According to Politico, the DNC was first breached in the summer of 2015. By September of that year the FBI had learned enough to try to warn the party. “But the tech-support contractor that picked up the phone thought it might be a prank and the committee didn’t follow through. That allowed the Russians free rein to explore DNC servers, collecting login credentials and lifting private emails and documents.”
Earlier indictment
This is the second indictment issued by Mueller’s grand jury. The first charges, issued in February of this year, dealt with the use of social media by a Russian-based company to allegedly influence the 2016 election through fraud and deceit. That indictment doesn’t allege the Russian government was part of the conspiracy.
That conspiracy – which includes 13 named persons — allegedly started in 2014 and included the creation of what is called the Internet Research Agency in St. Petersburg, Russia. It was funded by a Russian company called Concord Management
By July 2016 the Agency had a staff of 80 and an annual budget of millions of dollars “with the stated goal of “spread[ing] distrust towards the candidates and the political system in general,” the indictment says. Some of the alleged conspirators came to the U.S. to gather intelligence and pretended to be U.S. persons.
The Agency created hundreds of social media accounts and used them to develop certain fictitious U.S. personas into what the indictment calls “leaders of public opinion” in the United States.
Some staffers were told to create “political intensity through supporting radical groups, users dissatisfied with [the] social and economic situation and oppositional social movements,” the indictment says.
Social media
Thematic group pages on social media sites, particularly Facebook and Instagram were created addressing a range of issues, including immigration (with group names including “Secured Borders”); the Black Lives Matter movement (with group names including “Blacktivist”); religion (with group names including “United Muslims of America” and “Army of Jesus”); and certain geographic regions within the United States (with group names including “South United” and “Heart of Texas”). By 2016, the size of many Agency controlled groups had grown to hundreds of thousands of online followers.
Starting at least in or around 2015, ads on online social media sites to promote Agency-controlled social media groups amounted to thousands of dollars every month.
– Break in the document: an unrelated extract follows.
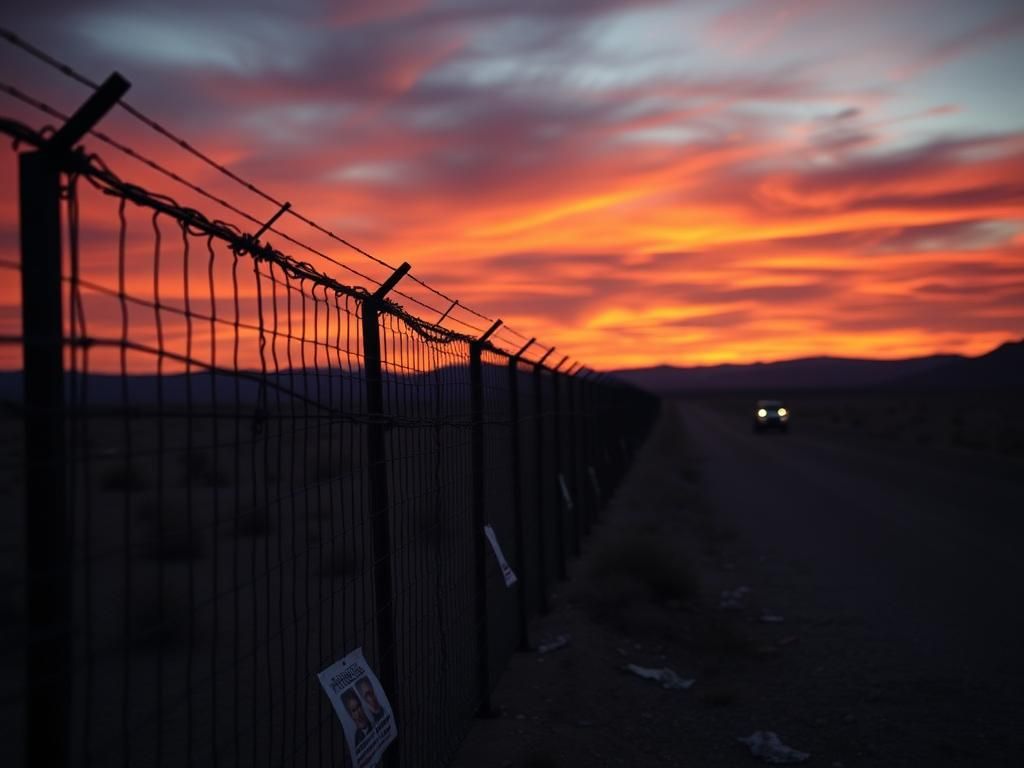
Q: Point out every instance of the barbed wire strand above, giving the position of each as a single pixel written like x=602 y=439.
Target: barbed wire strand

Numerous Twitter accounts were designed to appear as if U.S. persons or groups controlled them. For example, one was called “Tennessee GOP,” which used the handle @TEN_GOP. The GOP, for Grand Old Party, is the nickname of the Republican Party. The @TEN_GOP account falsely claimed to be controlled by a U.S. state political party, the indictment says.
It is also alleged the conspiracy involved creating email accounts pretending to be U.S. residents on Agency controlled social media sites, getting others unwittingly to re-tweet messages, and for purchasing ads on social media sites. “They engaged in operations primarily intended to communicate derogatory information about Hillary Clinton, to denigrate other candidates such as Ted Cruz and Marco Rubio, and to support Bernie Sanders and then-candidate Donald Trump ,” the indictment alleges.
The conspiracy also organized U.S. political rallies while pretending to be American activists, both before and after the election.